I'm reasonably calm at the moment however and I feel OK. Whilst I may not be looking forward to going in, I've managed to rationalise it in my mind and I suppose that I just have to accept that this has to be done to be absolutely certain that things are progressing well.

I remember being quite put out that it wasn't last time I had it done as I was certain that it was going to be the last operation and that I'd be having the flexible cystoscopy done. As it is I am having the rigid cystoscopy and so they have to knock you out for it.

I am hoping that if this is clear, the next steps will be to move onto that observation stage. At the moment they are checking because of the Atypia found last time. Better safe than sorry.

I also wonder if, because of my age, they are making sure that things are OK and also that I can probably handle yet another operation. I still can't remember how many this is - so perhaps I ought to tot them all up and stick them in some sort of league table so I can remember. Maybe I'll just do it when this lot are finished.

Sunday, August 09, 2009

Another Photo - Alexander Nevsky Cathedral - Tallinn


Alexander Nevsky Cathedral is a rather nice Orthodox Church right up the top of the hill in Tallinn.
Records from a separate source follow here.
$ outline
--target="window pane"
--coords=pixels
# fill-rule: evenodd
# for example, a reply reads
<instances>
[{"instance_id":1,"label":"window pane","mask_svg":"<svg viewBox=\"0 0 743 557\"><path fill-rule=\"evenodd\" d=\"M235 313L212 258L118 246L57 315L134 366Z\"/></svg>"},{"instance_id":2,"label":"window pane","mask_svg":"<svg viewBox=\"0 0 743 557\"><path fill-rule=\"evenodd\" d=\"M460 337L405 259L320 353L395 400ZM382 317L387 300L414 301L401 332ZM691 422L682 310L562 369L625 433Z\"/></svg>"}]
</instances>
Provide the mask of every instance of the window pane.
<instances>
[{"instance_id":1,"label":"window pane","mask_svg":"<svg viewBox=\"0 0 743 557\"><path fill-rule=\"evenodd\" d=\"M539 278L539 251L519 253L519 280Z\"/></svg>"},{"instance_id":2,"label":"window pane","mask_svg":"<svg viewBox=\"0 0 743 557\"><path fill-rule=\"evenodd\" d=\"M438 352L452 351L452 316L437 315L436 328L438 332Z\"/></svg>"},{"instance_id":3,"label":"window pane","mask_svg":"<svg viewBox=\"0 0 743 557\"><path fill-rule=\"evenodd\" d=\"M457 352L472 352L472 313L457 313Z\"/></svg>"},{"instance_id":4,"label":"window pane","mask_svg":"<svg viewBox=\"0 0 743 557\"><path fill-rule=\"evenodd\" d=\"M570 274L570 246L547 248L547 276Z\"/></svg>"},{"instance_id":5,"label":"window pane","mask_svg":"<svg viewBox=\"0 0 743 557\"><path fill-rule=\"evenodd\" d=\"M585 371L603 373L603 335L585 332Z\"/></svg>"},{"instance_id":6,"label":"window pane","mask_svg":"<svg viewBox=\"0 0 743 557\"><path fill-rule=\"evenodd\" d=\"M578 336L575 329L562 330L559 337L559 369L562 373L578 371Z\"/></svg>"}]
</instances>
Tallinn is a lovely place spoiled only by us tourists :-) it was Sunday, there was a service going on and being quiet isn't too much to ask out of respect. Unfortunately a number of our European cousins on their tourist bus trips didn't think so. People can be pretty rude sometimes.
As you can probably see from the photos so far - we did get some pretty good weather overall.

Limbo State

Tomorrow is the pre-assessment and I can't say that I particularly like it. So familiar am I with the nurses there that I have a swab kit here to pre do some of the tests for MRSA so I just need to hand those in.

I suppose it can't be helped that I am a little heavier than the last time I went in. Other than that I will just have to see what tomorrow brings. Friday just needs to be over and done with and I hope that by this time next week I will be able to be sitting here writing some good things about the procedure - unlike last time.

To tell the truth I have now forgotten how many times I have actually been into Hospital for biopsies and TURBTs - I think this makes 7 times but I'd need to go and check that out.

I'm trying to be balanced and tell myself that I'd have settled for going in every 6 months for the rest of my life if they cured me - that would make me shudder but you can probably see that the act of reminding myself that the treatment has been life-saving brings some perspective back to the situation. I forget (like most people do) that through all the horrible things that have gone on the undeniable truth is that I am here still, I am in good health (although not great health) and that I need to count myself privileged to be in a position that the next operation is to check that things are OK not to remove tumours or anything else worse than that.

I've been quite down this past week and pretty downbeat, pessimistic almost (and many who know me would realise that isn't my usual state). Today I'm in a different mindset and I'm beginning to think things through more - rationalise it all out and make sense of what is going on. I did get a bit of a shock when I daydreamed of going to the woods and saw a picture of myself hanging from a noose on a tree - that snapped me out as well. I hasten to add, it (suicide) doesn't enter into the equation but it was a vivid representation of the depth of last week's depression. If you are wondering, I wouldn't because of what it does to those who know or knew you and those who found you and all that sort of stuff. I can understand why but not why you would upset loads of people by doing it (train jumpers for example - and I saw one just the once and it did upset me too). Yes, a daydream and a warning painting - the brain is a complex thing.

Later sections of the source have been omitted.